SOPRA
SOPRA assembles mate-pair and paired-end short reads from high-throughput sequencing platforms (Illumina, SOLiD) into scaffolds by selecting consistent mate-pair constraints to improve de novo genome assembly.
Key Features:
- Input data: Accepts short reads from high-throughput sequencing platforms including Illumina and SOLiD, including mate-pair and paired-end libraries.
- Mate-pair constraint selection: Selects an optimal subset of mate-pair constraints that are simultaneously satisfiable to balance scaffold size and quality.
- Contig connectivity graph optimization: Formulates scaffold assembly as an optimization problem with variables associated with vertices (contigs) and edges (mate-pair relationships) in a contig connectivity graph.
- Constraint weighting and filtering: Treats all constraints equally during optimization to identify problematic constraints such as chimeric or repetitive contig connections.
- Iterative refinement: Iteratively solves the optimization and removes inconsistent constraints until a core set of consistent constraints remains.
- SOLiD color-space translation: Uses a dynamic programming approach to translate color-space assemblies from SOLiD data into base-space.
- Assembly quality metrics: Assesses assemblies using the no-match/mismatch error rate and various rearrangement error rates.
Scientific Applications:
- De novo genome scaffolding: Improves scaffold assembly for moderate-sized genomes using mate-pair spatial information to connect contigs.
- Bacterial genome assembly: Demonstrated assembly of bacterial genomes into scaffolds with high continuity (reported N50 up to 200 Kb) with few introduced errors.

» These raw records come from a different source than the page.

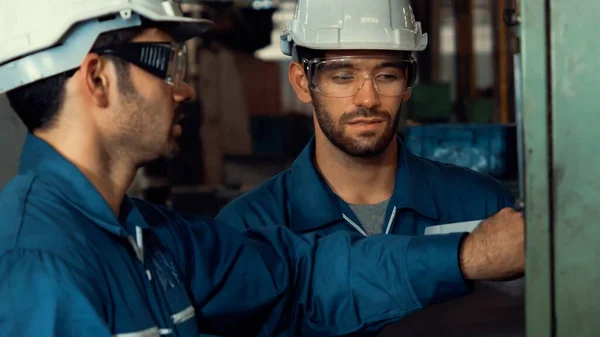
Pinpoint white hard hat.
[0,0,211,94]
[281,0,427,55]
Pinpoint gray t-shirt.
[348,200,389,235]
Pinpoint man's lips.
[348,118,384,124]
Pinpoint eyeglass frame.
[91,42,188,88]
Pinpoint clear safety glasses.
[92,42,188,88]
[303,56,417,98]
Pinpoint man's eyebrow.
[375,61,406,69]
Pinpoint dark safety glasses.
[92,42,188,88]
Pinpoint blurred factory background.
[0,0,519,216]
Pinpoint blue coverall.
[0,135,470,337]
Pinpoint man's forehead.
[133,27,175,43]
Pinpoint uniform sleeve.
[171,218,470,336]
[0,250,110,337]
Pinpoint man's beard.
[313,95,402,158]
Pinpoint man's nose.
[173,82,196,103]
[354,76,381,109]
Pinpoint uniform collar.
[19,134,147,237]
[287,137,439,230]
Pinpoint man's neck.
[35,126,137,217]
[315,135,398,205]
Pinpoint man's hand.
[460,208,525,281]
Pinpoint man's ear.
[79,53,110,108]
[288,62,312,104]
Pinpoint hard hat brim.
[153,17,214,42]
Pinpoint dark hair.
[6,26,147,132]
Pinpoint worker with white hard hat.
[0,0,524,337]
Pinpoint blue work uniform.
[217,138,515,236]
[0,135,471,337]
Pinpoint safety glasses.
[303,56,417,98]
[92,42,188,88]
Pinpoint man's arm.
[166,207,524,336]
[0,250,111,337]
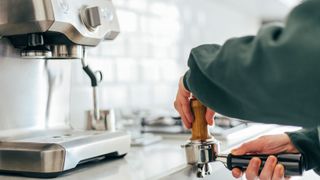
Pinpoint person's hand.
[174,77,214,129]
[231,134,298,180]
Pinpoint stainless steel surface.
[182,138,220,178]
[92,85,101,121]
[0,127,319,180]
[21,49,52,59]
[80,6,101,31]
[0,0,119,46]
[0,130,130,173]
[0,142,66,173]
[0,38,71,130]
[50,44,84,59]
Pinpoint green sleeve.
[184,0,320,127]
[287,127,320,173]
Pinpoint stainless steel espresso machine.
[0,0,130,177]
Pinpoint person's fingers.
[206,108,215,125]
[181,99,193,124]
[272,164,284,180]
[260,156,277,180]
[232,168,242,178]
[246,157,261,180]
[174,101,191,129]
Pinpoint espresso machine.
[0,0,130,177]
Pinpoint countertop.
[0,126,320,180]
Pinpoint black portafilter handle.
[226,154,305,176]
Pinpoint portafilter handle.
[216,154,305,176]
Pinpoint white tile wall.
[71,0,259,125]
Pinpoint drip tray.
[0,130,130,177]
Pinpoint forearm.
[184,1,320,127]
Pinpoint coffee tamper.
[182,99,305,178]
[181,99,220,177]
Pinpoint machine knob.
[80,6,101,31]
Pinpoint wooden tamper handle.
[190,99,211,141]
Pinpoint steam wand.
[81,47,103,121]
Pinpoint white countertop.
[0,126,320,180]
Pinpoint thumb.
[206,108,215,125]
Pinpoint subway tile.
[115,58,139,83]
[129,83,153,108]
[159,60,183,83]
[152,84,177,107]
[100,84,129,109]
[139,59,160,82]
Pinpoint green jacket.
[184,0,320,172]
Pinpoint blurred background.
[70,0,300,131]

- Color-space sequence analysis: Processes SOLiD color-space data and converts results into base-space for downstream assembly evaluation.
Methodology:
Scaffold assembly is formulated as an optimization problem on a contig connectivity graph with variables on vertices and edges; SOPRA selects an optimal subset of mate-pair constraints that are simultaneously satisfiable, treats constraints equally to identify and remove problematic (chimeric or repetitive) constraints through iterative solving, applies dynamic programming to translate SOLiD color-space to base-space, and evaluates assemblies using no-match/mismatch and rearrangement error rates.
Topics
Details
- Tool Type:
- command-line tool
- Operating Systems:
- Linux, Mac
- Programming Languages:
- Perl
- Added:
- 12/18/2017
- Last Updated:
- 1/17/2019
Operations
Publications
Dayarian A, Michael TP, Sengupta AM. SOPRA: Scaffolding algorithm for paired reads via statistical optimization. BMC Bioinformatics. 2010;11(1). doi:10.1186/1471-2105-11-345. PMID:20576136. PMCID:PMC2909219.